The rest of the market is chiefly decor: color-coordinated marbles for display in vases and bowls--sometimes covered in water or illuminated by LEDs--at hotels and for weddings and other events. "We've done party colors for political conventions," says Fox, who declines to specify the party.
Brushes with fame
Over the years, pop culture has occasionally boosted Marble King back to prominence. In 1985, Steven Spielberg--a marbles enthusiast--called Roger Howdyshell about incorporating the company's product as a plot point in the cult movie The Goonies. Marble King marbles later performed cameos in the films Hook and Home Alone. "In Home Alone, the boy throws them on the floor for the burglars to trip on them, which is not recommended," Fox says.
And in the late '90s, Marble King supplied 500,000 marbles a week for Pokémon games. "We knew it would be short-term, like the pet rock," says Fox. Unexpectedly, the orders continued for more than three years.
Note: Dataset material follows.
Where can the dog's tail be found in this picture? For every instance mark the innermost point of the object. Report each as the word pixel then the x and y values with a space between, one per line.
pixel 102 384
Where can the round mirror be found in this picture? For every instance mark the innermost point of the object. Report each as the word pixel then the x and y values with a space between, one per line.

For the family, personal setbacks overshadowed industry travails. The five Howdyshell children grew up close: Roger Howdyshell's built-in test market for Marble King products. Then in 1988, Fox's youngest brother died in a car accident. The following year, a second car accident paralyzed another brother. Roger Howdyshell died in 1991. Fox, who had been his assistant, became vice president under her mother. She succeeded as president in 2003 at her mother's death.
Since then, Fox has become an evangelist for American manufacturing. In 2015, one of her speeches caught the attention of Stephen Colbert, who invited her on The Colbert Report. Martha Stewart--another marble fancier--was also a guest on that program. She invited Fox onto her show as well. There, Fox explained the marble-making process, demonstrated a musical marble tree, and distributed bags of marbles to the audience.
"Martha was terrific. Marbles were a big part of her childhood memories," Fox says. "But we did not play."